Problem Description
Given an n x n grid (dungeon) in which each cell holds a certain number of fruits, three children start in three different corners: (0, 0), (0, n - 1) and (n - 1, 0). Each child is required to make exactly n – 1 moves following their own allowed directions. The allowed moves are as follows: • Child 1 (from (0, 0)): may move right, down, or diagonally down‐right. • Child 2 (from (0, n - 1)): may move down, diagonally down‐left, or diagonally down‐right. • Child 3 (from (n - 1, 0)): may move right, up‐right, or diagonally down‐right. All three must reach room (n – 1, n – 1) after exactly n – 1 moves. When a child enters a room, they pick up all fruits in that room; if multiple children visit the same room, the fruits are collected only once. The problem asks for the maximum total number of fruits the children can collect.
Key Insights
- This is a multi-agent path planning problem that resembles the well-known “Cherry Pickup” but for three agents with different allowed moves.

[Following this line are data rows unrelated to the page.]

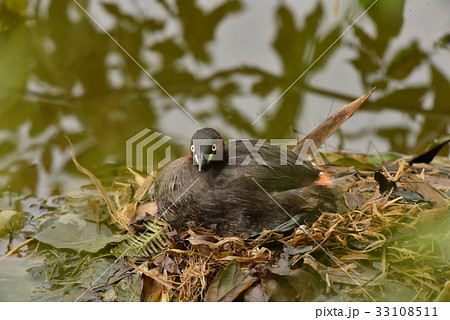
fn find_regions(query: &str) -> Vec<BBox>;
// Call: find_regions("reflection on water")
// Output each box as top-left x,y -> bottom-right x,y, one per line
0,0 -> 450,197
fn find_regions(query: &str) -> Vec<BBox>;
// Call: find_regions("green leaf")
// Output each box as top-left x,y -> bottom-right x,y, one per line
113,220 -> 169,257
34,213 -> 124,253
0,210 -> 23,238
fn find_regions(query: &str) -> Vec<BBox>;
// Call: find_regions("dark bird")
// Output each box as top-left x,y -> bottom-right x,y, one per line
155,128 -> 336,237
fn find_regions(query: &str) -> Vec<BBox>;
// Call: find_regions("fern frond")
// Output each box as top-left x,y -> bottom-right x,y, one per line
113,220 -> 170,257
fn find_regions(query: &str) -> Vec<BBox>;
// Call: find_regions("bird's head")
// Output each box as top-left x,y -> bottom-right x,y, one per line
189,128 -> 226,171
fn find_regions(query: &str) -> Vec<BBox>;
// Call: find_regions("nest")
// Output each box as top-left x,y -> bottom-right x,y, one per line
110,161 -> 450,301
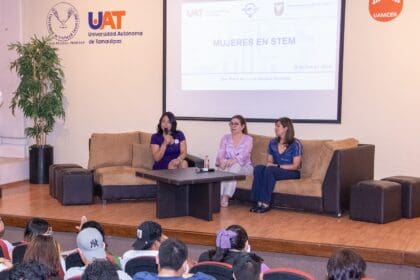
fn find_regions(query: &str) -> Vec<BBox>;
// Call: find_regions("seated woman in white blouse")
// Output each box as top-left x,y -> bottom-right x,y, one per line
216,115 -> 253,207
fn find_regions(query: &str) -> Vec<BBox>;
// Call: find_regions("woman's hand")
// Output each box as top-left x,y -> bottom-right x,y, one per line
163,134 -> 174,146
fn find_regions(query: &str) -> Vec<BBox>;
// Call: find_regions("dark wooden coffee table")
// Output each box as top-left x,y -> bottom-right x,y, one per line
136,167 -> 245,221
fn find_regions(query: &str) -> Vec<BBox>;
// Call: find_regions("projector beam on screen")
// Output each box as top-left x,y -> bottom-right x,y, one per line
163,0 -> 345,123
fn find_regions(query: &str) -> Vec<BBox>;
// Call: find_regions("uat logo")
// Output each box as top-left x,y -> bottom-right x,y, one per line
369,0 -> 403,21
88,11 -> 125,30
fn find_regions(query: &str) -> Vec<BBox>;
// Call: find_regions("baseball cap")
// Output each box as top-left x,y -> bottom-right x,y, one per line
77,228 -> 106,261
133,221 -> 162,250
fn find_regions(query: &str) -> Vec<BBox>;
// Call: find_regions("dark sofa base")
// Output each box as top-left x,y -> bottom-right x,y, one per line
95,185 -> 157,203
232,189 -> 324,213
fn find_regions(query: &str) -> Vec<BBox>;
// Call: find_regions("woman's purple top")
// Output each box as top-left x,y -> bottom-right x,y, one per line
150,130 -> 185,169
216,134 -> 252,166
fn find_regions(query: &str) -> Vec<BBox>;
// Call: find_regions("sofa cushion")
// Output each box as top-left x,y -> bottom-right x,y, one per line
236,175 -> 322,197
88,132 -> 140,169
311,138 -> 359,183
140,131 -> 152,145
94,166 -> 156,186
132,144 -> 155,169
300,140 -> 327,178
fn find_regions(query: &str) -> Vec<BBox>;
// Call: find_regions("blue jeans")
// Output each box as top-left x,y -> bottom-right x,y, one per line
251,165 -> 300,204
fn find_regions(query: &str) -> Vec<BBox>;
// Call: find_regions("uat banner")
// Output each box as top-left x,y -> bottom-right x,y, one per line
369,0 -> 403,21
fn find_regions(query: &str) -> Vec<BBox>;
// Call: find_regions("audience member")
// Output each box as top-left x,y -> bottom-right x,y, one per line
121,221 -> 167,269
8,261 -> 51,280
63,216 -> 122,269
216,115 -> 253,207
23,235 -> 64,278
150,112 -> 188,169
133,239 -> 214,280
250,118 -> 303,213
82,260 -> 119,280
64,228 -> 131,279
233,253 -> 263,280
327,249 -> 366,280
198,225 -> 268,272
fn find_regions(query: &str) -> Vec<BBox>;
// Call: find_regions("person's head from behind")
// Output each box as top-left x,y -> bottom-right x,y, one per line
327,249 -> 366,280
216,225 -> 249,251
210,225 -> 250,262
76,228 -> 106,264
82,260 -> 119,280
229,115 -> 248,134
133,221 -> 166,251
157,112 -> 177,134
23,235 -> 61,276
8,261 -> 51,280
275,117 -> 295,145
157,238 -> 188,276
80,220 -> 106,246
23,218 -> 50,242
233,253 -> 263,280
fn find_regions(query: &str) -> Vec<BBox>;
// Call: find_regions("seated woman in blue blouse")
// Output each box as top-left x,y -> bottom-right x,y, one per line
150,112 -> 188,169
250,118 -> 303,213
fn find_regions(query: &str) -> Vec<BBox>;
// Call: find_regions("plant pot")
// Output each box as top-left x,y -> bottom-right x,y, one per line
29,145 -> 54,184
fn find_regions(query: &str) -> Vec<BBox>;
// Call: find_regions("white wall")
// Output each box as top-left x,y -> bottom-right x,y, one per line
0,0 -> 26,157
13,0 -> 420,178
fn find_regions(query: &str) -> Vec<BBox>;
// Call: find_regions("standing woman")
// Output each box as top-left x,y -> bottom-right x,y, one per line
216,115 -> 253,207
150,112 -> 188,169
250,118 -> 303,213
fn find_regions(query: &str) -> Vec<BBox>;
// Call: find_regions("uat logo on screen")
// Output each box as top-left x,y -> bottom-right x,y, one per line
88,11 -> 125,30
369,0 -> 403,21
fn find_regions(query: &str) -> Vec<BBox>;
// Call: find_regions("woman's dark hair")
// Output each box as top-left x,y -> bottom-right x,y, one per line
327,249 -> 366,280
157,112 -> 177,134
80,220 -> 108,248
82,260 -> 119,280
230,115 -> 248,134
209,225 -> 248,262
158,238 -> 188,271
23,235 -> 61,276
23,218 -> 50,242
7,261 -> 51,280
275,117 -> 295,146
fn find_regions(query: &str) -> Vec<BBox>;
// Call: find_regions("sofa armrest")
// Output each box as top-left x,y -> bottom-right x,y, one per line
322,144 -> 375,216
185,154 -> 204,168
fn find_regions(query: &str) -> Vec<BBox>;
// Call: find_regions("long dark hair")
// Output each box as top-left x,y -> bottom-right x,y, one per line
209,225 -> 248,262
230,115 -> 248,134
157,112 -> 177,134
275,117 -> 295,146
326,249 -> 366,280
23,235 -> 61,276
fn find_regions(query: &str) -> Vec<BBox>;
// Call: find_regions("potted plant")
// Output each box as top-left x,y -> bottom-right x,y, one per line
9,36 -> 65,184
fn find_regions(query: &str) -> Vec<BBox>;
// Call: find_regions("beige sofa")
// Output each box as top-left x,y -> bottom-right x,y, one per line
88,131 -> 203,203
233,135 -> 375,216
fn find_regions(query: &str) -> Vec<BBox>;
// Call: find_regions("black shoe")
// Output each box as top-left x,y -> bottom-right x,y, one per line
249,205 -> 261,212
255,206 -> 271,213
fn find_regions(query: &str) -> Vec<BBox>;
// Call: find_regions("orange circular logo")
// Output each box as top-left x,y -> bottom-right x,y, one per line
369,0 -> 403,21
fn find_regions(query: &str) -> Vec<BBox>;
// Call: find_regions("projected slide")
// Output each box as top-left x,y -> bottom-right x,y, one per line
181,0 -> 339,91
163,0 -> 345,122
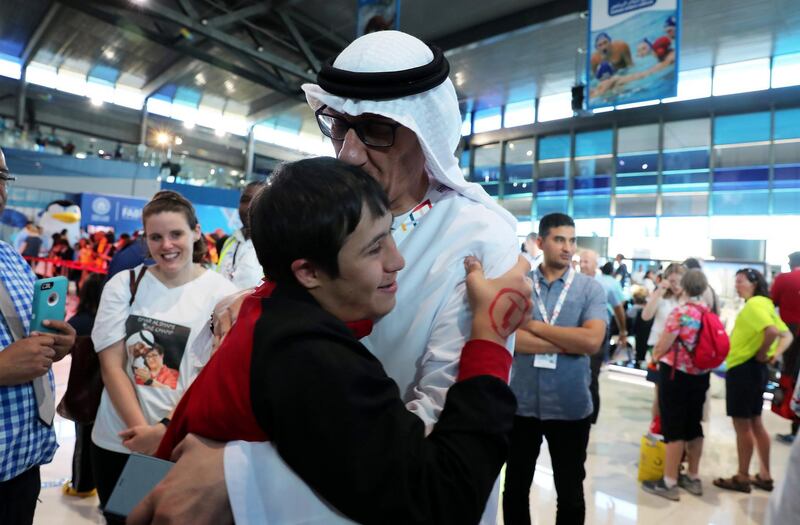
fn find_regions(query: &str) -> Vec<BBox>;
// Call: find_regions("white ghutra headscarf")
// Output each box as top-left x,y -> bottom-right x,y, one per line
302,31 -> 517,228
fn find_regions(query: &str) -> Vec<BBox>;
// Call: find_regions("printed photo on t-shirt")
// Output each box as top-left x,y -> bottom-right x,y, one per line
125,315 -> 191,390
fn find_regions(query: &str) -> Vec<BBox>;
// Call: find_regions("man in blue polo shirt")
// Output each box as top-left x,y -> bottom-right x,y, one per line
503,213 -> 608,525
0,145 -> 75,525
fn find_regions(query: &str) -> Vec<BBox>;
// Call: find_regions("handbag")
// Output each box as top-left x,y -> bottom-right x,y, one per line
56,266 -> 147,425
637,434 -> 667,481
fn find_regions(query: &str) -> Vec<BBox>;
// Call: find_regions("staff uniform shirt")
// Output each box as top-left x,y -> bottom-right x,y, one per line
217,230 -> 264,290
0,241 -> 58,481
770,268 -> 800,324
725,295 -> 789,370
647,297 -> 680,346
659,299 -> 709,376
225,181 -> 520,525
511,268 -> 608,421
92,267 -> 236,454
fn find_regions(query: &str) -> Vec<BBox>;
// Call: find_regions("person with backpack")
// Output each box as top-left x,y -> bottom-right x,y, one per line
642,270 -> 727,501
714,268 -> 792,493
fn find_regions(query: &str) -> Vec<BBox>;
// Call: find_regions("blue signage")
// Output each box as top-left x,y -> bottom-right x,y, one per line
608,0 -> 656,16
80,193 -> 147,233
586,0 -> 681,109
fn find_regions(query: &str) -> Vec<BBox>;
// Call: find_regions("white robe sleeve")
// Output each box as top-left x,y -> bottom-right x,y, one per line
225,205 -> 519,525
406,225 -> 519,434
231,240 -> 264,290
224,441 -> 355,525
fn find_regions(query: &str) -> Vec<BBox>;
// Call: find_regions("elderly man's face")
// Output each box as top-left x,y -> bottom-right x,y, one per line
325,108 -> 427,215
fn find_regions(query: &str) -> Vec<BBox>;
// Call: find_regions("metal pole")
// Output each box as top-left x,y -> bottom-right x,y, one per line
244,124 -> 256,181
17,67 -> 28,130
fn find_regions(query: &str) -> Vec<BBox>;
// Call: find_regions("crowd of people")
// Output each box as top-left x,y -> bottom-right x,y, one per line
0,31 -> 800,525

- All children move exactly n – 1 times and must finish at the same destination; hence their movements can be regarded as synchronized rounds even though the effect on coordinates differs.
- For each move, every child has exactly three choices (their allowed moves), so there are 27 combined transitions per “round.”
- To avoid double‐counting fruits when two or more children land on the same cell, add the fruit value only once when they converge.
- A recursion with memoization (or bottom‐up dynamic programming) is necessary to try and merge all three paths while ensuring that invalid states (out‐of‐bound moves) are pruned.
Space and Time Complexity
Time Complexity: In the worst case the state is defined by the positions of three children. A naïve DP state has up to O(n^6) possibilities and each state branches to 27 transitions. (In practice, using synchronizing moves and pruning invalid states reduces the practical state space, but the theoretical worst‐case is very large.) Space Complexity: O(n^6) for the memoization cache in the worst case, plus recursion stack overhead.
Solution
We solve the problem using a recursive dynamic programming approach with memoization. We define a recursive helper function that takes the current positions (r1, c1) for child 1, (r2, c2) for child 2, and (r3, c3) for child 3. At each step, for every possible move for each child (based on their allowed moves), we compute the new positions, check that they are within bounds and eventually match the target (n – 1, n – 1) when the moves are complete. For the fruits collected in the current step, we add the fruit value at each visited cell, ensuring that if two or more children land on the same cell the fruit is only added once. The recursion returns the maximum fruits that can be collected from the current state to the end. The calculated value for a state is cached in a memo dictionary so that if the same state is reached again, the stored result is reused.
The allowed moves for each child are: • Child 1: (r+1, c),(r, c+1), (r+1, c+1) • Child 2: (r+1, c), (r+1, c-1), (r+1, c+1) • Child 3: (r-1, c+1), (r, c+1), (r+1, c+1)
This recursive formulation (or equivalently a DP formulation) traverses all possible move combinations and collects the maximum result.